Présentée à la Fac. des sciences religieuses de l'Univ. St-Joseph
de Beyrouth, cette thèse rend justice à la très haute figure de
l'abbé Youakim Moubarak (1924-1995) et à sa pensée « complexe
et globale » : sa période islamologique (en tant que
disciple de Louis Massignon) jusqu'en 1972, sa période
« maronitologique » (où il rappelle à temps et à
contretemps la vocation universelle de sa communauté locale) et sa
période spirituelle finale, à partir de 1992 et de son retour
définitif en France. Homme de tous les combats (le dialogue
islamo-chrétien, l'unité antiochienne…), soutien indéfectible de la
cause palestinienne, il travailla sans relâche à ce que la
communauté maronite, se renouvelant spirituellement, se réapproprie
son arabité pour continuer à être le pont entre l'Orient et
l'Occident. Centré sur l'identité maronite et son rôle dans la
construction du Liban d'après la guerre de 1975-1990, l'ouvrage
progresse thématiquement. Dans une 1re partie, il
examine et critique ce que Moubarak pensait de l'identité
historique des maronites, qu'elle soit ecclésiale (Rome, la
France), culturelle (le syriaque, l'arabe), nationale (la terre),
spirituelle (la syrianité, l'anachorétisme), temporelle (face aux
communautés chiite et druze). La 2e partie porte
sur la confrontation avec l'État d'Israël et la question
palestinienne (« l'État juif au fondement du problème
libano-palestinien », « la culture de l'Europe n'est pas
judéo-chrétienne ») et parcourt les solutions à la crise
prônées par Moubarak (un Liban démocratique, souverain et
indépendant, uni sous la gouverne d'un chef d'État fort, avec
l'appui de la France et de Rome, où les maronites seraient au
service d'un oecuménisme antiochien et d'une arabité ou hospitalité
laïque universelle).

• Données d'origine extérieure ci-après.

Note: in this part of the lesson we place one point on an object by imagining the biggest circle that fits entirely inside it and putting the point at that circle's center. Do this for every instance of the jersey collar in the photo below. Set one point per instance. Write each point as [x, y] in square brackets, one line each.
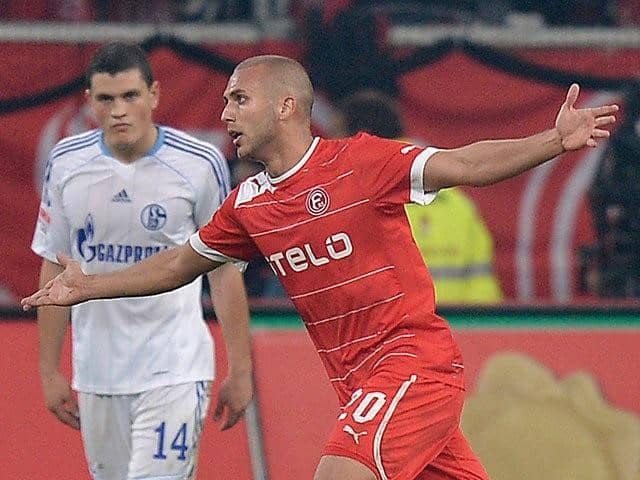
[289, 173]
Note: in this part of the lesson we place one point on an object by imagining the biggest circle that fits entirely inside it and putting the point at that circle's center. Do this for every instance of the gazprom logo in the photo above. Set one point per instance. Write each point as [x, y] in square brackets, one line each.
[110, 252]
[153, 216]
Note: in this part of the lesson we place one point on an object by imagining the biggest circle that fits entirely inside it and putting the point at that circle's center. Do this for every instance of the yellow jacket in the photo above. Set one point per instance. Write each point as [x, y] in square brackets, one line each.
[457, 248]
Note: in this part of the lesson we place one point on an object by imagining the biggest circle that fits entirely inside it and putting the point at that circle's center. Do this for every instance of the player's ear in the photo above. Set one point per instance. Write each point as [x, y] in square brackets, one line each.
[287, 107]
[154, 89]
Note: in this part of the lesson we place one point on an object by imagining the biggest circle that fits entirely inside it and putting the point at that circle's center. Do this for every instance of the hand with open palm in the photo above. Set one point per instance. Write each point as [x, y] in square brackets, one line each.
[65, 289]
[582, 127]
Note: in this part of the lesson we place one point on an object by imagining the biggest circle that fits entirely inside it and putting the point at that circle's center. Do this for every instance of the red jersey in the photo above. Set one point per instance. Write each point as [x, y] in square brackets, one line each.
[334, 230]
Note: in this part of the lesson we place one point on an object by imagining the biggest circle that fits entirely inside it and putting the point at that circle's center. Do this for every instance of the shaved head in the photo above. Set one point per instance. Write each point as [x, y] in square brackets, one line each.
[284, 76]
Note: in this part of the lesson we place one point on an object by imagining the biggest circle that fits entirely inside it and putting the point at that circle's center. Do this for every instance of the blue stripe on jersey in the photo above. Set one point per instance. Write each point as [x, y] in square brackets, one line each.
[213, 156]
[76, 146]
[222, 194]
[75, 140]
[207, 149]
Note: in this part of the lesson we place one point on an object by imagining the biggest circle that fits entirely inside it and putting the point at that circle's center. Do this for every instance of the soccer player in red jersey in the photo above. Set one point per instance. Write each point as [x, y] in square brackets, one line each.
[328, 216]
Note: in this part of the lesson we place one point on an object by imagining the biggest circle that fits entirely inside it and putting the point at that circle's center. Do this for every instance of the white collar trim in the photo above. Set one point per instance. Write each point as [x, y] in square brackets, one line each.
[297, 166]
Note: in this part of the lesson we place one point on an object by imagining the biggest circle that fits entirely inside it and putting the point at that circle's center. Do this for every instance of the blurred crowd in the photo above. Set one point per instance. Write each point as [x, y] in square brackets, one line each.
[348, 34]
[542, 12]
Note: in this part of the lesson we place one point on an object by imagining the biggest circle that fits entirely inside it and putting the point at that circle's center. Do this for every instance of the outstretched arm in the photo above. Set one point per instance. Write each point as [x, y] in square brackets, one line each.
[52, 327]
[159, 273]
[488, 162]
[229, 299]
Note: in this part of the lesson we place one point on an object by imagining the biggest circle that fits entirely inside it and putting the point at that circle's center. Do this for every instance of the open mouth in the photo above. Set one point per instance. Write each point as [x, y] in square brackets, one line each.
[235, 136]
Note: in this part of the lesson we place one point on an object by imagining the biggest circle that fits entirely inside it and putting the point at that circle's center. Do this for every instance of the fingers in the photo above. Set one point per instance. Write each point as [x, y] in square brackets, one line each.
[604, 110]
[572, 95]
[233, 415]
[63, 259]
[38, 299]
[232, 419]
[69, 414]
[608, 120]
[597, 133]
[217, 414]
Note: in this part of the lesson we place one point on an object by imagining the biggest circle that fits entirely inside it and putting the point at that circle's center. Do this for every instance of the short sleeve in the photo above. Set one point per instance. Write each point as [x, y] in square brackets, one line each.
[396, 170]
[224, 239]
[52, 232]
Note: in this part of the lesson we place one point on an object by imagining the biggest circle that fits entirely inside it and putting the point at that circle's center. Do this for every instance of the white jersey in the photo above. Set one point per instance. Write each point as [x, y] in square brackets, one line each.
[108, 215]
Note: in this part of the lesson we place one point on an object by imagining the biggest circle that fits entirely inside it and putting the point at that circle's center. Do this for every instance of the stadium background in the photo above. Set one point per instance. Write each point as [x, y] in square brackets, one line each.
[538, 221]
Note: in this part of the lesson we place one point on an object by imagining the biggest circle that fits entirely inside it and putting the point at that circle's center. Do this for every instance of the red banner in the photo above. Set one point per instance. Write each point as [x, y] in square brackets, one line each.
[538, 220]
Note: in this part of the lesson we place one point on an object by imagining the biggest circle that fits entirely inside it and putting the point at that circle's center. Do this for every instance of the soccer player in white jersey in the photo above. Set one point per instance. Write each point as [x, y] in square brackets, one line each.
[328, 215]
[142, 367]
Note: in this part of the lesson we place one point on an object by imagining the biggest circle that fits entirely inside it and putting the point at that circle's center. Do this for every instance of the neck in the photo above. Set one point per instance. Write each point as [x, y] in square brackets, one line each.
[129, 153]
[287, 155]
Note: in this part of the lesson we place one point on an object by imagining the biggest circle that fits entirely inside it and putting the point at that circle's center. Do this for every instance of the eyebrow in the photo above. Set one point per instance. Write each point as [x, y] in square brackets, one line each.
[133, 91]
[234, 93]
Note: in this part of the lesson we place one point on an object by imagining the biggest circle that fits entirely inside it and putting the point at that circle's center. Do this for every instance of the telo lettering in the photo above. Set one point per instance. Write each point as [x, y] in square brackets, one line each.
[299, 259]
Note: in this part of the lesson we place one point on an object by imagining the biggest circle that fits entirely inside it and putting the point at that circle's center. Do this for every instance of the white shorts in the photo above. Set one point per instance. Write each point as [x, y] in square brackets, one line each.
[149, 435]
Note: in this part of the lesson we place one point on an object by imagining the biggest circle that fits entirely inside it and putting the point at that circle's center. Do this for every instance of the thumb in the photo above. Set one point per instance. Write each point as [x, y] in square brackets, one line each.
[63, 259]
[217, 414]
[572, 95]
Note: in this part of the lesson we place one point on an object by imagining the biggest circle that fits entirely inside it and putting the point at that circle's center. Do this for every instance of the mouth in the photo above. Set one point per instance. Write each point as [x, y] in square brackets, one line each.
[235, 136]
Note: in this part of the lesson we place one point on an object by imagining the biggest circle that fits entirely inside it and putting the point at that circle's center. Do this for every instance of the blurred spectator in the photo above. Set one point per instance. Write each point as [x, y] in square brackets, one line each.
[611, 267]
[586, 13]
[450, 233]
[209, 11]
[629, 13]
[348, 53]
[48, 10]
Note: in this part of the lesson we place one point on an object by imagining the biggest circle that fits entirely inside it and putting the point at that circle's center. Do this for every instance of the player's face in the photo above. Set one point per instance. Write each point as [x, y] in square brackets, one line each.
[250, 113]
[123, 105]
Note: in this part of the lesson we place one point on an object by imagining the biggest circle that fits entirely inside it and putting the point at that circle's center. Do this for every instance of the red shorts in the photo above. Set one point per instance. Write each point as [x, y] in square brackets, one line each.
[406, 427]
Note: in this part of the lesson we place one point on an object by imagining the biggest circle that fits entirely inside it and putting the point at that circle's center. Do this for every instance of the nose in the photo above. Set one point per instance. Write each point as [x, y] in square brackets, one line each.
[119, 108]
[226, 116]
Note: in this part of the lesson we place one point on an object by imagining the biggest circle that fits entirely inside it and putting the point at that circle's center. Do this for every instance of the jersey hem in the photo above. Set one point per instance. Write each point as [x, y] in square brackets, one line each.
[127, 391]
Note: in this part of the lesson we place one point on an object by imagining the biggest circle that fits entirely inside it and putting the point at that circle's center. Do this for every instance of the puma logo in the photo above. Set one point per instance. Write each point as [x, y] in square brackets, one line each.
[356, 435]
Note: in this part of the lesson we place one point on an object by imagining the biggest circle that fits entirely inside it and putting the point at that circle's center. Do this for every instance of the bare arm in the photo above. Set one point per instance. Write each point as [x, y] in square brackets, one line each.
[52, 327]
[230, 302]
[159, 273]
[488, 162]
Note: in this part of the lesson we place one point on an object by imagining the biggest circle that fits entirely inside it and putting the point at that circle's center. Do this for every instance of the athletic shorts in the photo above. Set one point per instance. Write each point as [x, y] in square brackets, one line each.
[406, 427]
[151, 435]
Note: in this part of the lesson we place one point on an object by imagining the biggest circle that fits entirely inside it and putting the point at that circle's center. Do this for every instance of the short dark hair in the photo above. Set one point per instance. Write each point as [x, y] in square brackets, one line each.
[373, 112]
[119, 57]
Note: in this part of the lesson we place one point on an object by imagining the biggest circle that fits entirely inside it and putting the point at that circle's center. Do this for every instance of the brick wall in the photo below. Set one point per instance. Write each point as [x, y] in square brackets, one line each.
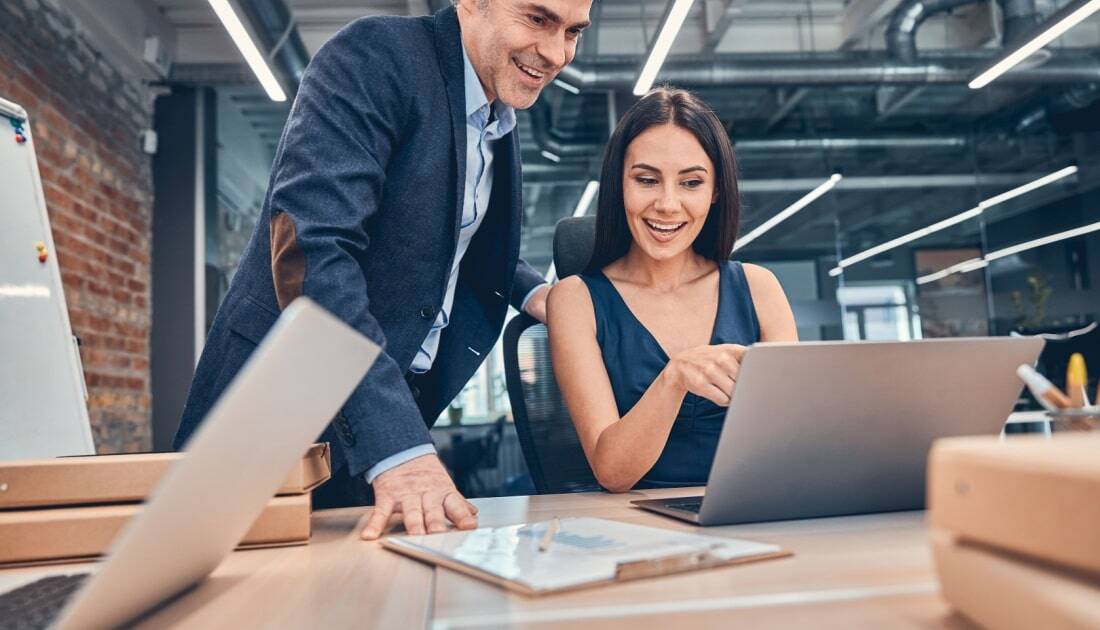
[86, 120]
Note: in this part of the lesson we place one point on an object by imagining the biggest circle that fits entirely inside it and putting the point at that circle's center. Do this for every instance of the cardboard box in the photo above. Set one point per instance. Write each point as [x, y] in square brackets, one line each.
[998, 589]
[121, 478]
[1035, 496]
[77, 533]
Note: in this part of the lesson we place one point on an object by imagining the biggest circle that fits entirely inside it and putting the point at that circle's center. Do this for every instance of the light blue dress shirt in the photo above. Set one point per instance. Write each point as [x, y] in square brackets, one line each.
[481, 135]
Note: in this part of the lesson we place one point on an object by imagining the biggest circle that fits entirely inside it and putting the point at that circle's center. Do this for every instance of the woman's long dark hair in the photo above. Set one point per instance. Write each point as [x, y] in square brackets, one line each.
[663, 106]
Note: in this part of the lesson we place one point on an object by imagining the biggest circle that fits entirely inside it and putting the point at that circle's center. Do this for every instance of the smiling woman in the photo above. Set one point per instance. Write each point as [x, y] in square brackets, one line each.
[647, 343]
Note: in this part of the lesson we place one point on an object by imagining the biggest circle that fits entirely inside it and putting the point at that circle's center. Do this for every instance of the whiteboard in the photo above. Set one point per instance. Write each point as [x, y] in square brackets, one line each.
[43, 400]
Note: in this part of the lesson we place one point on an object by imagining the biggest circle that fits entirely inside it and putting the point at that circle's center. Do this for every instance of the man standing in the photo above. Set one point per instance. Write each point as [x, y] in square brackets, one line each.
[395, 202]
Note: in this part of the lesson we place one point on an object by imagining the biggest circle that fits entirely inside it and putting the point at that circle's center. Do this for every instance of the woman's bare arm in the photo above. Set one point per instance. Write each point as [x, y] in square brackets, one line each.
[619, 450]
[773, 311]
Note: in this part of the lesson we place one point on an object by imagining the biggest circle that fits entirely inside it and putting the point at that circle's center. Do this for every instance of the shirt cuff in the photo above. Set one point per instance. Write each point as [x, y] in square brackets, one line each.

La 3e partie s'attache à
l'identité maronite comme pont pour le Liban de demain :
Moubarak qui travailla des années durant à la tenue du Synode
libanais le vit précédé par celui que
Jean-Paul ii convoqua pour le Liban (1991) ; les
résultats du Synode local tenu après sa mort (2003) n'auraient pu
que le décevoir, en particulier par leur trop timide
restructuration du patriarcat. On retiendra de cet exposé parfois
circulaire bien des vues prophétiques appelant les trois
monothéismes à se guérir l'un par l'autre de leurs démons. Une
bibliographie soignée des écrits publiés et non publiés (mais
disponibles au Fonds Moubarak de Beyrouth) permet aux chercheurs de
poursuivre leurs travaux. - N. Hausman s.c.m.